I am no music critic (and an even worse photographer - see below). But I've been listening to music, particularly heavy metal and hard rock, for a long time. Back in about 2004, after having felt jaded and mainly disappointed by the grunge era, I had a revelation. A stumbled on the song "The Grand Conjuration," by Opeth, from their then newly-released Ghost Reveries album. I was blown away in a way that I hadn't been in many, many years. Then one of my coworkers turned me on to their 2001 album Blackwater Park.
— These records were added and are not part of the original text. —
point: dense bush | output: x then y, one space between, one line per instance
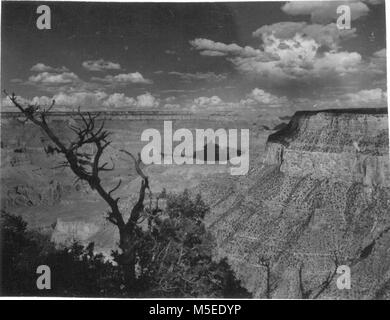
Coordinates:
174 259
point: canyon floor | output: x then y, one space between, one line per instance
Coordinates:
316 197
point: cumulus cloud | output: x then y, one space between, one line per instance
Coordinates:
48 78
263 98
328 35
206 76
100 65
147 100
291 51
211 48
124 78
41 67
88 100
326 11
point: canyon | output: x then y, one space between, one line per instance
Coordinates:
317 195
318 198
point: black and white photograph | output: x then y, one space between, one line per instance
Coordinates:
194 150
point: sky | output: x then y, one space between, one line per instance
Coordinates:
199 57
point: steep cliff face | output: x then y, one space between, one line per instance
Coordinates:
319 198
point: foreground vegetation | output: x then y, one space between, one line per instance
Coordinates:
174 259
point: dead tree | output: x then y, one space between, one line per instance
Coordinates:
88 167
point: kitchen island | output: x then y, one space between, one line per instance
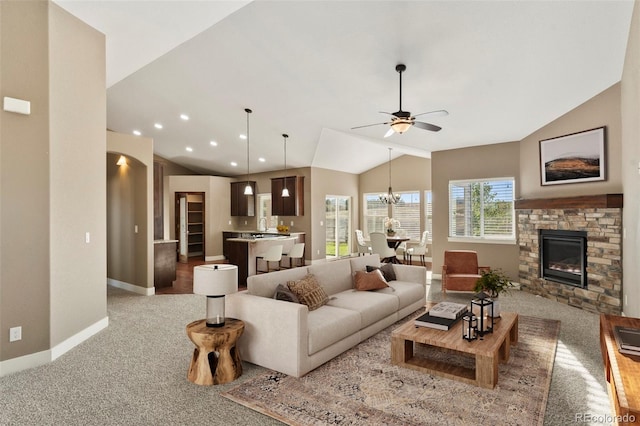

Again: Mind Blown!
So now, almost 25 years later, Opeth releases The Last Will and Testament, which feels, at once, very familiar, and very new.
To quote the presser: "The Last Will and Testament" is a concept record of sorts. A restless musical journey in a way mirroring my own relationship with music as a consumer of it," narrates band leader Mikael Ã…kerfeldt. "I pick up something here, dismiss something there. I worship and I hate music at the same time. This ambivalence leads me down some type of creative path of my own and then, all of a sudden, a collection of songs has been written. Best case scenario, these songs are good enough to impress the band. Good enough for the "powers that be" in terms of the industry. Good enough for "you"?! I love this record. I have to say it (write it). Maybe I'm proud even? There are some familiar ingredients in there I suppose. Most of our music has sprung from the same source, so I guess it's not much of a shocker if it's going to sound like "us". I'm a bit in awe of what we did with "The Last Will and Testament". It feels like a dream. There is some "coherence" and " songwriting skills" I hope, but what do I know? I tend to favour the "strange" over the "obvious", but I feel like I'm in the minority, and that's fine. So... fair warning! Don't expect an instant rush (as per usual), but if you do "get it" (have you got it yet?) right away, that's ok too!"
Yeah, I get it. There are strains of Heritage here, but the demon beneath Blackwater Park and Ghost Reveries is there, too. There's even a touch of Damnation there (still my favorite Opeth album, by the way). Yes, the flute, that heaviest of heavy instruments, makes a return, but it's perfect in its place, which happens to be Song 4 - in my opinion, the strongest piece of the entire album. If anything it reminded me of, not Jethro Tull, but. . . Kansas? But a Kansas with a more powerful underbelly, a devil dancing with hope, if you will. The progressive nature of the track (and of several others on the album) is unmistakable and irresistibly magnetic, but the growling, doom-laden counterpoint serves to create a strange storm of contrast and provides, dare I say it? Meaning.
Because at it's heart, this album is about meaning, about who we are, about what we do in relation to what we know that determines our legacy, in time. There's a story behind the story, a way to tell tales that Opeth has been brewing for some time now. What is not said (or sung) is as important, if not more important, than what is. It's in the interstices that the music becomes something beyond mere transition, another realm, between your expectations, a slipstream between death metal and progressive fusion; a universe of its own.